Tamron 300mm a 9x: la cometa ha sviluppato in modo inequivocabile un ventaglio di polveri (ampiezza 45°-50° gradi) oltre che un allungamento della coda di gas. Lunghezza coda circa 4°, diametro chioma circa 23', magn. 4,5 ad occhio.

Telescopio 25cm f/4.5: il nucleo è stellare di circa magn. 3. La chioma appare diffusa con una leggera maggiore condensazione al centro. Il bordo NW della chioma è nettamente asimmetrico, allungato verso est. PA coda 125°.

1990 - 18 agosto   strumentazione fotografica Tamron 300mm f/2.8 su Vixen SP, Passo del Bocco

Dall'analisi dei fotogrammi si notano quattro getti di coda da PA 36° a PA 167° gradi.

Immagine a sinistra ripresa con obiettivo Tamron 300mm f/2.8, pellicola TP2425 e a destra con pellicola Scotch Chrome 400 svil.800.

1990 - 16 agosto   Telescopio Dobson 25cm f/4.5,  Passo del Bocco

Confermo osservazione del 15 agosto.

1990 - 15 agosto   Telescopio Dobson 25cm f/4.5 e Tamron a 9x, Monte Maggiorasca

Il nucleo appare stellare e la chioma molto diffusa ed asimmetrica. La coda è rettilinea e molto debole. Si nota un debole ventaglio nella chioma in direzione dela coda. Colore leggermente azzurro al limite della percezione. Magnitudine 4.5 - 5.0 ad occhio, lunghezza coda con il teleobiettivo a 9x ingrandimenti circa 3,5° gradi, diametro chioma con il telescopio 23'.

Osservata a 35x ingrandimenti con il 25cm e a 9x con il Tamron 300mm.

1990 - 15 - 28 luglio   spedizione fotografica nel deserto di Atacama

Tentato di vedere la cometa ad occhio nudo (le stime la danno di magn.6.8), ma non posso confermare di averla notata.

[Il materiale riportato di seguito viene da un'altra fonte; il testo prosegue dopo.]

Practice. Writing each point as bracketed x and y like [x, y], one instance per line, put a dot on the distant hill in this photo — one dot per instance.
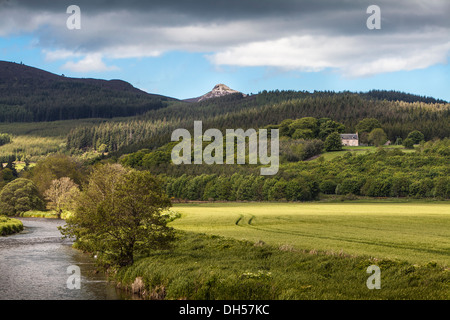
[28, 94]
[219, 90]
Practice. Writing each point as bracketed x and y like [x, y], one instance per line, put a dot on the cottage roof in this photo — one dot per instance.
[349, 136]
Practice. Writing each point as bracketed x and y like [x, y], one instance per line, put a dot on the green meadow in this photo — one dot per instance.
[417, 232]
[299, 251]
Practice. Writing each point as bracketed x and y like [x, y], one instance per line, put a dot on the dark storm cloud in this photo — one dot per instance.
[308, 35]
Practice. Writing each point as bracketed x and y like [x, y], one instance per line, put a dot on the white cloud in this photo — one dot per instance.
[91, 62]
[292, 35]
[352, 56]
[61, 54]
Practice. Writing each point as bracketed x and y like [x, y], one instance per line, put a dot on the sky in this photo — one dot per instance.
[182, 49]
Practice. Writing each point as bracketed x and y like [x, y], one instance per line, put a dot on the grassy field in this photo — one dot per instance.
[417, 232]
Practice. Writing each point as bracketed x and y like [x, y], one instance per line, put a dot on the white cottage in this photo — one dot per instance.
[350, 139]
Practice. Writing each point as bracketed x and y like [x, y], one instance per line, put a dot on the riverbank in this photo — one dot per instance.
[209, 267]
[35, 265]
[9, 226]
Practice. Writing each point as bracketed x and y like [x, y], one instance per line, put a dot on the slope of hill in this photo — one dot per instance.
[29, 94]
[219, 90]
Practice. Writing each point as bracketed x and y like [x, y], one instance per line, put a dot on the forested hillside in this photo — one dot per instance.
[29, 95]
[152, 130]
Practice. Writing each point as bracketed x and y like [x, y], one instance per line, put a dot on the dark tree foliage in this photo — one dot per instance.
[31, 95]
[278, 109]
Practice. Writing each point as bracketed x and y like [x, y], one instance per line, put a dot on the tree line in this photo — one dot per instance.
[397, 118]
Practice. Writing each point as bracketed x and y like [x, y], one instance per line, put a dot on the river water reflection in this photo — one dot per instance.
[33, 266]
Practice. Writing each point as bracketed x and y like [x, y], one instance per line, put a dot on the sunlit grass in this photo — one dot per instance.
[416, 232]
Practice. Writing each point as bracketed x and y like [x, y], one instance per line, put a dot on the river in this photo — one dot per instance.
[34, 266]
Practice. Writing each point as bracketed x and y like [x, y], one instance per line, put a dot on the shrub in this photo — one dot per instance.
[19, 196]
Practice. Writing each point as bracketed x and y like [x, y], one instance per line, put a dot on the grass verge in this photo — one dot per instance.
[209, 267]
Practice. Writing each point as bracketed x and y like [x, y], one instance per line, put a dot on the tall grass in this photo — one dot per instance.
[418, 232]
[208, 267]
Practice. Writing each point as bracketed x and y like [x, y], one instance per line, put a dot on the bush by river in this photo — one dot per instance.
[9, 226]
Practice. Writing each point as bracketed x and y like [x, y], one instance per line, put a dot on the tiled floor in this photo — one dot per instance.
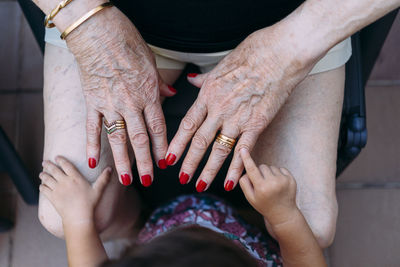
[368, 191]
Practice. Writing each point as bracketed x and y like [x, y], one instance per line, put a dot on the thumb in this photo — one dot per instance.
[102, 181]
[197, 79]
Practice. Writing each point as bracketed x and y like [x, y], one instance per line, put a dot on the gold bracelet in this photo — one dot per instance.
[85, 17]
[53, 13]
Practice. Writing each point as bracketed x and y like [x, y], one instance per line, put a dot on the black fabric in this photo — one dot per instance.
[203, 26]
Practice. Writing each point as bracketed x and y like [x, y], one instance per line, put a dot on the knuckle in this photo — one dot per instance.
[117, 138]
[93, 128]
[188, 166]
[189, 124]
[145, 165]
[140, 139]
[200, 141]
[157, 126]
[222, 151]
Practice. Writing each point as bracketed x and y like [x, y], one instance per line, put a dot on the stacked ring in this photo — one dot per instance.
[114, 125]
[225, 141]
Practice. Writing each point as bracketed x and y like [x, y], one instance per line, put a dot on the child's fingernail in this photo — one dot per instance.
[201, 186]
[172, 89]
[162, 164]
[146, 180]
[229, 185]
[183, 178]
[126, 179]
[171, 159]
[92, 163]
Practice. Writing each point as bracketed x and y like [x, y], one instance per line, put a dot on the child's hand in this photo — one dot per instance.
[270, 190]
[69, 192]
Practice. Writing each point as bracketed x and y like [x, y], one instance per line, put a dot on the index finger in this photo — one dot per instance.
[251, 168]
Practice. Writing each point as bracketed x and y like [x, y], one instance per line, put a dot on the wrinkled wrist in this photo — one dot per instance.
[282, 217]
[73, 11]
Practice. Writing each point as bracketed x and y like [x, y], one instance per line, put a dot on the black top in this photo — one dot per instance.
[203, 26]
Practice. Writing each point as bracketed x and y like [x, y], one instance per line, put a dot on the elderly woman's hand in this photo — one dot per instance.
[238, 98]
[120, 82]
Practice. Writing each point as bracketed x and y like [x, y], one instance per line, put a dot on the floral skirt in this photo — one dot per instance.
[213, 213]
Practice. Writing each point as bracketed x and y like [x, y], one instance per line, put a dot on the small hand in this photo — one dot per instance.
[69, 192]
[270, 190]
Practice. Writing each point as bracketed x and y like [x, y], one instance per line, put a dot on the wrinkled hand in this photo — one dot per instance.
[70, 193]
[239, 98]
[269, 189]
[120, 81]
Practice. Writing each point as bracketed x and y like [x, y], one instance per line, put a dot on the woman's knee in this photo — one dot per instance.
[322, 221]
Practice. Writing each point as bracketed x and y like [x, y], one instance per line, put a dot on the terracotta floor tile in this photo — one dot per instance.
[10, 15]
[31, 69]
[368, 229]
[380, 160]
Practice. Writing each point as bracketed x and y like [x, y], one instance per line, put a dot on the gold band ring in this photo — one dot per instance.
[225, 141]
[114, 125]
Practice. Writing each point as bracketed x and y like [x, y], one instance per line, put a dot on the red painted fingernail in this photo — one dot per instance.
[171, 159]
[201, 186]
[183, 178]
[126, 179]
[146, 180]
[92, 163]
[162, 164]
[229, 185]
[172, 89]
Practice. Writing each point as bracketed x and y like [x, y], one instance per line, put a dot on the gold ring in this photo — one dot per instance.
[114, 125]
[225, 141]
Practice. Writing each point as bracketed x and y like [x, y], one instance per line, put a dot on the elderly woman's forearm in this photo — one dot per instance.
[70, 13]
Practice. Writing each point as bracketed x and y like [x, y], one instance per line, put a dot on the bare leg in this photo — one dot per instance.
[65, 134]
[303, 137]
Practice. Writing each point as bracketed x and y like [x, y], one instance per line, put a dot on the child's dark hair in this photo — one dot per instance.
[191, 246]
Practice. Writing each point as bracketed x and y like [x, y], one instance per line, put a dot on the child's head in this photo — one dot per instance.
[192, 246]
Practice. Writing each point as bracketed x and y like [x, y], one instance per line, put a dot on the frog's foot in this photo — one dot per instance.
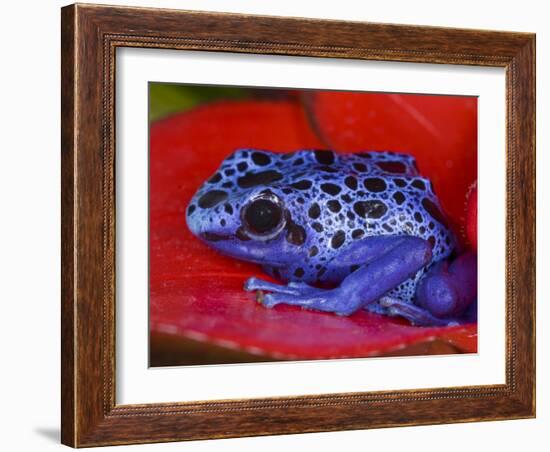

1990 - 23 giugno   Telescopio Dobson 25cm f/4.5, Passo di San Marco

La cometa si trovava molto vicino ad Alfa Andromeda con conseguente disturbo da parte della luce della stella. Nucleo ben definito con chioma di aspetto sferico. Si nota leggera asimmetria del nucleo in direzione PA 170°. Grado di condensazione chioma 5, diametro chioma circa 7'.

Osservata a 35x ingrandimenti.

1990 - 31 maggio   binocolo 14x100 di Roberto, Passo di Giovà

La cometa è visibile con il binocolo 14x100, di magnitudine intorno alla 9.

1990 - 25 maggio   Telescopio Dobson 25cm f/4.5 e Tamron a 9x, Torgnon

Appena scoperta (il 25 maggio) si vede molto bene con il 25cm a 56x ingrandimenti, stimata di magnitudine 9,5. Diffusa, nessuna condensazione centrale, chioma di aspetto sferico.